Un canal público que compite contra los creadores independientes
El enfado no va con la divulgación, sino con la forma de pagarla. El Estado habría montado un canal de YouTube y, para darle audiencia, habría comprado contenido a influencers con comunidades propias. El símil que se repite es demoledor: como si el Gobierno levantara otra televisión pública y encargara programas a Antena 3 o Telecinco.

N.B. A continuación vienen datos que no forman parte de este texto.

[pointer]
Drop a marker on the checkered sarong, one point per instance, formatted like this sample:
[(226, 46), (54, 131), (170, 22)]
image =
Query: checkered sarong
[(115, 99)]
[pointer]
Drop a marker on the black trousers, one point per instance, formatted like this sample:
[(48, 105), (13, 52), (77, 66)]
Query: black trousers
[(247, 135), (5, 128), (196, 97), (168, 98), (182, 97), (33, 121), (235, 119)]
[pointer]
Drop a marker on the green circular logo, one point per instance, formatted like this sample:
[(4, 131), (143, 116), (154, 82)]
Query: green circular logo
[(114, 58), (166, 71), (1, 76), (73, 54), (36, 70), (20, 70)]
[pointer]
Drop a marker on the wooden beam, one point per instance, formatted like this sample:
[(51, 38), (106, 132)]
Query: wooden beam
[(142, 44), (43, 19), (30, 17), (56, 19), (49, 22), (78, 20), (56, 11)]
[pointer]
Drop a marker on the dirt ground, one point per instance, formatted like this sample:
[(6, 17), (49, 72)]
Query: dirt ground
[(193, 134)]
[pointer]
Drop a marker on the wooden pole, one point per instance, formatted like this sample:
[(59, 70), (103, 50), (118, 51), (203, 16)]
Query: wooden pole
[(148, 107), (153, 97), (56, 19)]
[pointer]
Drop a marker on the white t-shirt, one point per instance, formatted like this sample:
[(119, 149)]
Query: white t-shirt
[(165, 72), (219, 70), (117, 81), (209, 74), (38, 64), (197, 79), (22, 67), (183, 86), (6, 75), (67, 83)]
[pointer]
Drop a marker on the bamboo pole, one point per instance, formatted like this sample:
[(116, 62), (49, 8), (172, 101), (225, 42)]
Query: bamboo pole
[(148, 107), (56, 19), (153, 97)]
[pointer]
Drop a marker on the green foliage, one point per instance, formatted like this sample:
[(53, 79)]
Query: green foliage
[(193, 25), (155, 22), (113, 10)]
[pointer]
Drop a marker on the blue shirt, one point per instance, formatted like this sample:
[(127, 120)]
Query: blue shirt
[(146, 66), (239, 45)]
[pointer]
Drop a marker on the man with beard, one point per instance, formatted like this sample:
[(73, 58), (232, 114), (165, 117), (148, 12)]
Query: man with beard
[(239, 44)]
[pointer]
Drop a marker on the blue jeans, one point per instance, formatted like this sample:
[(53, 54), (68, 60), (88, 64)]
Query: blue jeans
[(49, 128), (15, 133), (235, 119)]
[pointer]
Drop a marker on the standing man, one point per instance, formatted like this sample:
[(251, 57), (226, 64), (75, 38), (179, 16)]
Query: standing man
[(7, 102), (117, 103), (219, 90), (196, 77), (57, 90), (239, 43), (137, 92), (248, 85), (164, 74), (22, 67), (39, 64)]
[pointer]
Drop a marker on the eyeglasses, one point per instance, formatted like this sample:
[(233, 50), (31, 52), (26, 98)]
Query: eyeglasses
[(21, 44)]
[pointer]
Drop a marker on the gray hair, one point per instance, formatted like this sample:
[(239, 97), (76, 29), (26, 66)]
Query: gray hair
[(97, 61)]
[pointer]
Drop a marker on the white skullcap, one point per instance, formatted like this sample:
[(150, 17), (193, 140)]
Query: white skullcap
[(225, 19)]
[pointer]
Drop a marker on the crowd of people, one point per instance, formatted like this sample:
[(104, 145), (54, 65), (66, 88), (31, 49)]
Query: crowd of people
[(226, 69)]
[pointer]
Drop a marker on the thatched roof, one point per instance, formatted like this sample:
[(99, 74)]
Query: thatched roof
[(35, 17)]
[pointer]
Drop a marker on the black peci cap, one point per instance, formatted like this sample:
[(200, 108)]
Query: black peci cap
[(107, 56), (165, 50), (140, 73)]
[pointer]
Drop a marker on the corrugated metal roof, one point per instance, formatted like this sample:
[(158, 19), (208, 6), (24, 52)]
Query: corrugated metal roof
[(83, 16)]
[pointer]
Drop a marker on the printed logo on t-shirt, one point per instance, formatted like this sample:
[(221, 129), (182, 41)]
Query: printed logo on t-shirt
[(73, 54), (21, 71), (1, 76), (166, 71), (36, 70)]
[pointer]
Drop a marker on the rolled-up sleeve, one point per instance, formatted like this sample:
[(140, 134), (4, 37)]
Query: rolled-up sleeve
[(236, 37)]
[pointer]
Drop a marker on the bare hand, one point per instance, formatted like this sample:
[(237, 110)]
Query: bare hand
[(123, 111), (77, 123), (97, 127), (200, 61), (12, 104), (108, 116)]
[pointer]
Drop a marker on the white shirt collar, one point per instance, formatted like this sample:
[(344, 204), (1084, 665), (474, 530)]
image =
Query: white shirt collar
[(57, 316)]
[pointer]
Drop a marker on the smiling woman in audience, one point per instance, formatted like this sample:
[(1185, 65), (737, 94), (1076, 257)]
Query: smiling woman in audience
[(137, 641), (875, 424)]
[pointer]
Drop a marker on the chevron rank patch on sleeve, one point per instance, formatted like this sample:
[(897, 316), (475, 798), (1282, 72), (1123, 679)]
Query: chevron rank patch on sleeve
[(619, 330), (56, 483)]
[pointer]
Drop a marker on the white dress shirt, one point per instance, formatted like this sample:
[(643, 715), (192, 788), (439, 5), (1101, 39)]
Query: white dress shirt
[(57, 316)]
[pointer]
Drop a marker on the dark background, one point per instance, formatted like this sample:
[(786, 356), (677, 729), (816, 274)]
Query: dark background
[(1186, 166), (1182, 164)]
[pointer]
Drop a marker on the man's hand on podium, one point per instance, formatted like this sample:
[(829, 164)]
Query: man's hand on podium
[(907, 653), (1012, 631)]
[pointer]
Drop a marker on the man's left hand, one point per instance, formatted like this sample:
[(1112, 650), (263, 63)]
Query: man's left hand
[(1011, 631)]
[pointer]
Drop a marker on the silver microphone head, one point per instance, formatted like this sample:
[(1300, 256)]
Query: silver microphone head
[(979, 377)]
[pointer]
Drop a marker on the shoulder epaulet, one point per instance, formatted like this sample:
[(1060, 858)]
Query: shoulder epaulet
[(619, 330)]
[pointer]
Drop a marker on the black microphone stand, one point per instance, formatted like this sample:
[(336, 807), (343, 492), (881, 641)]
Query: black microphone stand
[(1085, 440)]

El contribuyente paga dos veces.
También circula la teoría de que el dinero público evita que algunos creadores se muden a Andorra: quien cobra de la nómina estatal no necesita buscar paraísos fiscales. Si además esa nómina compra su silencio, la operación es redonda.
El que más cobra y el 'me too' pendiente
Entre los nombres señalados, Santaolalla es el que peor parado sale: las críticas le sitúan como el que más habría percibido. No está solo. Ibai Llanos, Xokas y Jordi Wild aparecen en la lista de sospechosos habituales por su pasado de buena sintonía con el Ejecutivo. La respuesta a la polémica ha sido el anuncio de una oleada de revelaciones, un 'me too' que los escépticos esperan con sorna.
El fondo es simple: ¿debe el dinero público financiar a quien ya tiene millones de suscriptores? Los críticos creen que no; otros sostienen que la divulgación también es servicio público. La ironía es que, mientras se pide menos estado para la economía doméstica, se celebra que el estado pague los canales. Mientras tanto, la próxima entrega de nombres puede resolver la duda. O no.